Transfer chocolate to piping bag fitted with small round tip. (Probably best to use a Ziploc bag so you can close it and minimize the mess).
Pipe diagonal lines on each cookie and top with dried cranberries and pecans.
The first recipe I chose to start with was something simple that I hadn’t made before: Peanut Butter Chocolate Chip Cookies.
These cookies are extremely chewy and can stay fresh for longer periods of time than other cookies. This recipe only makes about 24 cookies if done right, but I was only able to get 21 cookies out of it.
Below is the recipe:
1/2 cup unsalted butter melted
1/2 cup creamy peanut butter
1/4 cup granulated sugar
2/3 cup packed brown sugar
1 teaspoon vanilla extract
1 large egg
1/2 teaspoon baking soda
1/2 teaspoon salt
1 1/4 cups all-purpose flour
1 1/2 cups chocolate chips*
*I recommend 1 cup since there were a lot of loose morsels on the bottom of the bowl after intense mixing.

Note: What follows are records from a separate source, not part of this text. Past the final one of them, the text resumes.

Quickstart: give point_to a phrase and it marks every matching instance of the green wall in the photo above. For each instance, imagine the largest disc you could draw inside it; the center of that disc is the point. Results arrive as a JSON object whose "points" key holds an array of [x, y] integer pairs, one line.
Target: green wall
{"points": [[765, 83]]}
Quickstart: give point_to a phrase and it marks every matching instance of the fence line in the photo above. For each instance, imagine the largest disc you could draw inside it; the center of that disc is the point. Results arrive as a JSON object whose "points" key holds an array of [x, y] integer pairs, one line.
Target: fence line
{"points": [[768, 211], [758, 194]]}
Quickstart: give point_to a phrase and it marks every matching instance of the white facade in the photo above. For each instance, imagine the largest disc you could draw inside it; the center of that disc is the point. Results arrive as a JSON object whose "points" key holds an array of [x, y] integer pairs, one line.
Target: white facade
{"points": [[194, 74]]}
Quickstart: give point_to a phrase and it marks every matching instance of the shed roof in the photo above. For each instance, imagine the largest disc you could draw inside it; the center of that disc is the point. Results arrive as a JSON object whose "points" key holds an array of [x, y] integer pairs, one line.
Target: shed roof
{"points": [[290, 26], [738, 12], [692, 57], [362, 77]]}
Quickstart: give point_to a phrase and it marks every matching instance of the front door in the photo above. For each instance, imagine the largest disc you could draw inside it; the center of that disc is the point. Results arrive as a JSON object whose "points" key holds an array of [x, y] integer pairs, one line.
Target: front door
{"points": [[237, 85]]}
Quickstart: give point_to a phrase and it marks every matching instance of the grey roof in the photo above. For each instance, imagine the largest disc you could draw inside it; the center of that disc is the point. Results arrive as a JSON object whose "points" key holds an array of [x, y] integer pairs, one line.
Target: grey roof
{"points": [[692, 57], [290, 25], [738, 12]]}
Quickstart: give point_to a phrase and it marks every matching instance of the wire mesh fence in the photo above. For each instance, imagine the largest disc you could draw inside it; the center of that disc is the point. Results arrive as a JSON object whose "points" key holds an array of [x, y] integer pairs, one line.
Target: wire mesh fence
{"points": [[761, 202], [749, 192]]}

In your stand mixer, mix butter with peanut butter on low until smooth. Combine brown and granulated sugar, and then add to bowl. Mix until creamy. (You may need to scrape the sides of the bowl and turn the mixer back on to get a consistent texture).
Add in vanilla, egg, baking soda, and salt. Slowly pour in flour until cookie dough forms. Add in chocolate chips.
Scoop 2 tablespoon sized cookie dough balls onto cookie sheets covered with parchment paper or silicone baking mats. Chill 30 minutes.
Preheat oven to 350°F.
Press cookie dough balls flat with the tines of a fork.
Bake cookies for 8-12 minutes, or until slightly brown on the bottom and the top just loses the wet cookie dough look.
Store in an airtight container for up to 3 days or freeze for up to one month.
It’s a new year, and why not start the year with some change?
For Christmas, my parents were generous enough to get me a stand mixer. Because of this, I decided to challenge myself to create a new recipe every week, calling it “52 Weeks of Cookies”, where each recipe I make is something I have never made before, so thus starts the year long challenge of all new recipes to try out.